In 1962, Mr. Morgan and other young Alabama lawyers filed a lawsuit to force the reapportionment of the Alabama Legislature. The rural counties of south Alabama had many times the voting strength of the more urban north, allowing the old planter elite to control the Legislature. In 1964 the Supreme Court ruled in the case, Reynolds v. Sims, and ordered a more equitable apportionment. Along with similar cases from other Southern states, Reynolds established the doctrine known as one-person-one-vote, which increased the political power of African-Americans and urban voters.You can listen to the argument here. (It's a 3-hour argument, and Morgan goes second, so settle in.)
Morgan also won the case the kept Muhammad Ali from being drafted and led the ACLU effort to get Richard Nixon impeached. He also got in trouble with the ACLU in 1976, when he opposed Jimmy Carter and said, stupidly, "I could never vote for anybody with a Southern accent. That’s bigotry, and that makes you a bigot."
Here's a 1979 review of Morgan's autobiography "One Man, One Voice" (a review written by Howell Raines):
What is missing here is a more thoughtful discussion of how hostility toward the rich and the well-favored went into the making of the passionate populist that Mr. Morgan always has been in his civil rights practice.I typed out that passage — it's a PDF that wouldn't let me cut and paste — because there are so many things about it that interest me. Most notably, Raines, writing in 1979, exhibits the attitude toward the Supreme Court that I saw when I was a law student at NYU from 1978 to 1981. I remember one lawprof who wanted us law review editors to write about the demise of Frankfurterism. There was a great confidence that the vigorous enforcement of constitutional rights was mandatory and notions of judicial restraint were backward and, in fact, bigoted.
Mr. Morgan is hard on lawyers, too, especially those who practice what he calls "Frankfurterism" — a coinage reflecting Mr. Morgan's view that the late Associate Justice Felix J. Frankfurter "could always find legal reasons for refusing to do the right thing." The author's hero is the late Associate Justice Hugo Black, the Alabamian who helped change a cautious court dominated by Frankfurter into an aggressive defender of First Amendment rights.

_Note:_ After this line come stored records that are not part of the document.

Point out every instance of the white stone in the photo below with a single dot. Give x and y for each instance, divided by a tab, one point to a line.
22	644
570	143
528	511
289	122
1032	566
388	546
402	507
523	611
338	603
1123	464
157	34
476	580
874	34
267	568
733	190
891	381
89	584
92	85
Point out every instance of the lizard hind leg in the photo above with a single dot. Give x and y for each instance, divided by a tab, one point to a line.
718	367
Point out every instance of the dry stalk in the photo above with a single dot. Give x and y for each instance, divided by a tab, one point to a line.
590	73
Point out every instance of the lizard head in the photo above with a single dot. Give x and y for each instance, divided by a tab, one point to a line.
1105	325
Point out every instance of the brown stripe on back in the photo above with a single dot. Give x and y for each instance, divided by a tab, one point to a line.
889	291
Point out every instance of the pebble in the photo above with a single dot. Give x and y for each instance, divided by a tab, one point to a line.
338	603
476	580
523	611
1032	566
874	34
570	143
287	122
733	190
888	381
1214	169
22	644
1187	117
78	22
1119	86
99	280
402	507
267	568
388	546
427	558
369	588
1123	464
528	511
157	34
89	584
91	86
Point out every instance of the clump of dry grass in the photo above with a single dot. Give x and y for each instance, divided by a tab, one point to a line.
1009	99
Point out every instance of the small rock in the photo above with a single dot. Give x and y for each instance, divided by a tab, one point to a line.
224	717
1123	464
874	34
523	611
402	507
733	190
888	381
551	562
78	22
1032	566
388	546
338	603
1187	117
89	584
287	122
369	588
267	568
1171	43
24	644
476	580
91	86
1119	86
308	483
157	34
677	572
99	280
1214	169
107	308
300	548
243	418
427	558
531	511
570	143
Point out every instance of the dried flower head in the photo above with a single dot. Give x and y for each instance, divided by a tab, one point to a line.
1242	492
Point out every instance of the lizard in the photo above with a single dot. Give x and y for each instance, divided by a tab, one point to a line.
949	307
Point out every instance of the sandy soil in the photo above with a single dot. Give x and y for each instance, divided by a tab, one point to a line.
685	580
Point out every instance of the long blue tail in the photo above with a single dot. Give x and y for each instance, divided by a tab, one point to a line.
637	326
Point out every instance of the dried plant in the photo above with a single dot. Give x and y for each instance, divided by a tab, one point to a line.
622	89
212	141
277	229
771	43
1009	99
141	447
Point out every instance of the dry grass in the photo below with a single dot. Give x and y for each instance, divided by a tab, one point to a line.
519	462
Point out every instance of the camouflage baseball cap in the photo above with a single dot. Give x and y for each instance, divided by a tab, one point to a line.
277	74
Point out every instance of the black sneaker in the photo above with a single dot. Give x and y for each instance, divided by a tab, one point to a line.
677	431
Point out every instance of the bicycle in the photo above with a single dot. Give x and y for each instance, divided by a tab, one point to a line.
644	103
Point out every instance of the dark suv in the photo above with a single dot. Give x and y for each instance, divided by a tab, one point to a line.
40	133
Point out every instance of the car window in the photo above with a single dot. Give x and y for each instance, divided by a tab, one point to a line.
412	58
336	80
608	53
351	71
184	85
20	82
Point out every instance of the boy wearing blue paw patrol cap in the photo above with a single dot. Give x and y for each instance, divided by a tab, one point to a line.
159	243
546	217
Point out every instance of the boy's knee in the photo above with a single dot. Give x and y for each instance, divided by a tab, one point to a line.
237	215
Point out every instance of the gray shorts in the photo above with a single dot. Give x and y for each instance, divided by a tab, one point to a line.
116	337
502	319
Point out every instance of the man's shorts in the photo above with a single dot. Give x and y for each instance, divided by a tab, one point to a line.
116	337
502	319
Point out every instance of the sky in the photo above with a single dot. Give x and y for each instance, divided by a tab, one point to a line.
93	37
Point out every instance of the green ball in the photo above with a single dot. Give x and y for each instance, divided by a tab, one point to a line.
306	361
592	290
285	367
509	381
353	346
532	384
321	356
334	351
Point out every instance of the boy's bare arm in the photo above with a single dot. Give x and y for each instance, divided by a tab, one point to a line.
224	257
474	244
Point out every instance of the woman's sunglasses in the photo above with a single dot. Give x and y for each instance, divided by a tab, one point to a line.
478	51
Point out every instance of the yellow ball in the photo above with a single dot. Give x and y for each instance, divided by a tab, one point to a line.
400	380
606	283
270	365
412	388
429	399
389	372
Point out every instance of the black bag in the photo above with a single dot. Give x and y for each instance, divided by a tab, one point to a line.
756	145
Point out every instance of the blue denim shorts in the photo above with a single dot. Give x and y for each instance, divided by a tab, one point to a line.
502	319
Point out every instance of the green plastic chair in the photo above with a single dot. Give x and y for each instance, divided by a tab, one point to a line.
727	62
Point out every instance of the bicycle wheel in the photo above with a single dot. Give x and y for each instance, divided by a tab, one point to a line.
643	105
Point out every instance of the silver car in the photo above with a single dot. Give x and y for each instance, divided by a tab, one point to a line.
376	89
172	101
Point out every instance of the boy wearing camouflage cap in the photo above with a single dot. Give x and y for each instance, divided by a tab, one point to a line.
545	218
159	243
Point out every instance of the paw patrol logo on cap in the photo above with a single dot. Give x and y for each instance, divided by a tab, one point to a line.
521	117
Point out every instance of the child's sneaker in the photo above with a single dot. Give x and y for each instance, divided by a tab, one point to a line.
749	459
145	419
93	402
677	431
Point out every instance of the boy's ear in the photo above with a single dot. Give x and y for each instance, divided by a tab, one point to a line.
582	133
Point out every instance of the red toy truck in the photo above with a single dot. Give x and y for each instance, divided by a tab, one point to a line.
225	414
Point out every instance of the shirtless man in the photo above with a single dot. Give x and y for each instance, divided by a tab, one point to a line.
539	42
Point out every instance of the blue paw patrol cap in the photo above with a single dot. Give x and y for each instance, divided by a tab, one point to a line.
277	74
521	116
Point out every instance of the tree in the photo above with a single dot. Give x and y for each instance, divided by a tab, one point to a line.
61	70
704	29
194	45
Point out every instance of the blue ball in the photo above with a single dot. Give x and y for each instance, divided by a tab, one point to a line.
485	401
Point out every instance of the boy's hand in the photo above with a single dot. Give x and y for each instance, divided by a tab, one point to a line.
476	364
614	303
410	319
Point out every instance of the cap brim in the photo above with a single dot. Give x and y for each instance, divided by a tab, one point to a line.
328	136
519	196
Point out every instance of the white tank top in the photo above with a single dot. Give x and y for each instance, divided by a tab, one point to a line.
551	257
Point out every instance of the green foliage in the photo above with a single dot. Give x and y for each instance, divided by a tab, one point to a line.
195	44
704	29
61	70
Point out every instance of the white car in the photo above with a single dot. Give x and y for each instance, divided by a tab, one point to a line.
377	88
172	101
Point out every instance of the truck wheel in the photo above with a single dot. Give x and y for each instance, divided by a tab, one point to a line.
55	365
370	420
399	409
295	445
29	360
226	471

Note, too, how judicial activism seems like a completely positive and appropriate attitude for the Court. The court should be "aggressive" and "a defender." That makes the Court sound like an activist lawyer. And "cautious" is pejorative. Today, the Justices often fight over different kinds of restraint, and no one tries to look like an activist. The norms are entirely different.
And look at how Raines conceives of activism specifically in terms of the First Amendment. You don't see that anymore. Those who like judicial activism today emphasize privacy rights, due process, and equal protection. Back then, freedom of expression was the core value. When and how did that change? I can't answer that question in a blog post, not this one anyway.